So last night I ran out of firelighters and was forced to resort to the old fashioned means of fire lighting... newspaper and twigs.
So as I unfold the Sunday Independent (that I picked up at the airport to help me navigate the check-in queues with an American friend who looked more like a merekat in the Kalahari than a seasoned traveller) I find a picture of Madiba on his birthday.
To my surprise, then shock and ultimately my horror I recognize the little man standing to his right… Not even in my wildest nightmare would I expect to find what I did. There in that grainy feel found only in newspaper photos is none other than South Africa's most notorious agent provocateur - Julius Malema.

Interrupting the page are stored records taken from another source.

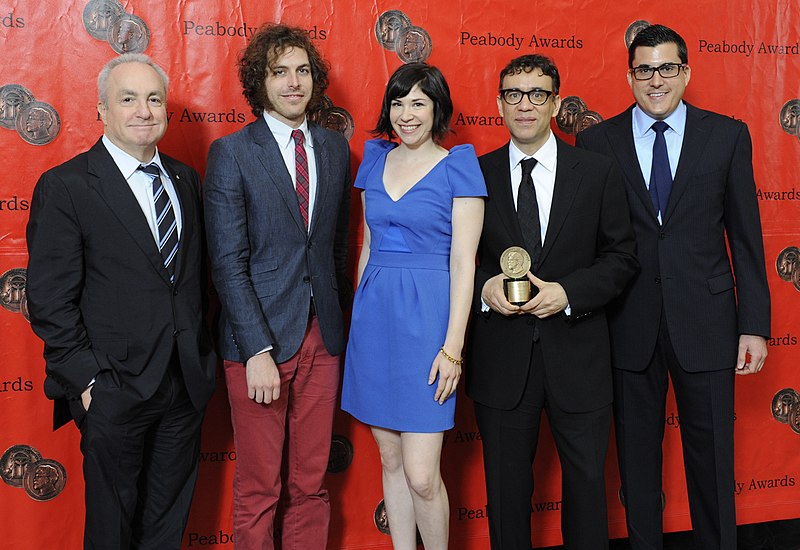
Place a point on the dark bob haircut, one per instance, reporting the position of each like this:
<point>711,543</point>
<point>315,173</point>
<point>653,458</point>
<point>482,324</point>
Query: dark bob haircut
<point>655,35</point>
<point>528,63</point>
<point>432,83</point>
<point>267,45</point>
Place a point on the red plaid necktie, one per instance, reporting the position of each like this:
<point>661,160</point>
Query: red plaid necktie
<point>301,173</point>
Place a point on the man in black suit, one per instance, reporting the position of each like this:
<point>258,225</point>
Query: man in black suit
<point>116,291</point>
<point>689,179</point>
<point>567,208</point>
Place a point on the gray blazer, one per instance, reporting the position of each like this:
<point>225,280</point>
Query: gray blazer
<point>263,262</point>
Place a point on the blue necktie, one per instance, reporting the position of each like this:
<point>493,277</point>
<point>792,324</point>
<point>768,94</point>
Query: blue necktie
<point>165,220</point>
<point>660,173</point>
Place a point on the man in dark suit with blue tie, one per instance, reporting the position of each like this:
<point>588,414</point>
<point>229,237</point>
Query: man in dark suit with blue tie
<point>277,198</point>
<point>693,314</point>
<point>116,290</point>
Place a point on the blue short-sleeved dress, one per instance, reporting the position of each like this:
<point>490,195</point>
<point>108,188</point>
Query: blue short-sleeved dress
<point>402,304</point>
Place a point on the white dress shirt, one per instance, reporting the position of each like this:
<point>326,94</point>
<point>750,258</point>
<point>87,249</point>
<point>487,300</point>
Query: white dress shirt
<point>283,135</point>
<point>141,185</point>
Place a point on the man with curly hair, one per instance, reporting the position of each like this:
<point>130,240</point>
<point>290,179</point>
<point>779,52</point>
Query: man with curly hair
<point>277,196</point>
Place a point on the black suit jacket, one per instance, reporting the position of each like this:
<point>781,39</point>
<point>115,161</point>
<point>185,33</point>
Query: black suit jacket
<point>589,249</point>
<point>685,266</point>
<point>99,295</point>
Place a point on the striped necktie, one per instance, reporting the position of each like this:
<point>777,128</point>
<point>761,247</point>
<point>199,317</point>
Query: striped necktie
<point>165,220</point>
<point>301,173</point>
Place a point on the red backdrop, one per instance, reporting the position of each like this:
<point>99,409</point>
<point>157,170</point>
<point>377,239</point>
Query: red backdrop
<point>745,58</point>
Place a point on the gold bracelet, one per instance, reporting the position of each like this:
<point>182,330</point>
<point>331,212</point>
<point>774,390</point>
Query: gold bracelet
<point>451,359</point>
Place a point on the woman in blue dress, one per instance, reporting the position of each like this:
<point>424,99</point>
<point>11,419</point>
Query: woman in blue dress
<point>423,213</point>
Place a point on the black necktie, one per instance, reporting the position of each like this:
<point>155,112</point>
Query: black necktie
<point>660,174</point>
<point>165,220</point>
<point>528,212</point>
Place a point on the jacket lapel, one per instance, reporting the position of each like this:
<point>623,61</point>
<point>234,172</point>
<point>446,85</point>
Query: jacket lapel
<point>499,182</point>
<point>272,161</point>
<point>568,180</point>
<point>114,191</point>
<point>695,137</point>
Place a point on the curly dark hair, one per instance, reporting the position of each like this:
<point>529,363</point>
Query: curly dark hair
<point>432,83</point>
<point>269,43</point>
<point>529,62</point>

So I'm faced with a choice.
Either I go down that well practiced neural pathway that leads me to the conclusion that South Africa really has gone to the dogs, and that Madiba, now 92, is too senile to realize that Africa's next Idi amin is standing next to him.
Or to an alternative possibility, some may even fall it a place of hope. Richard Branson said:
“…my recipe for success has always been to understand my limitations and to surround myself with talented and brilliant people that can pick up where I leave off.”
Perhaps the fact that Malema is hanging around the current international symbol of reconciliation means he may yet be able to change his racist and divisive ways and adopt Mandela's deep rooted spirit of reconciliation. Wishful think perhaps, but futures unimagined are futures impossible.
I think I will choose hope. My life has been changed, my future altered, my experience could also become Malema’s experience.
PS. In case you are interested in whether I got my family fire going? Me and mine, by contrast to many of my fellow South African's, slept warm and for that I am grateful and on this am in agreement with Malema. There is still much to be done to make the hope of the rainbow nation a practical reality in the lives of the majority of South Africans.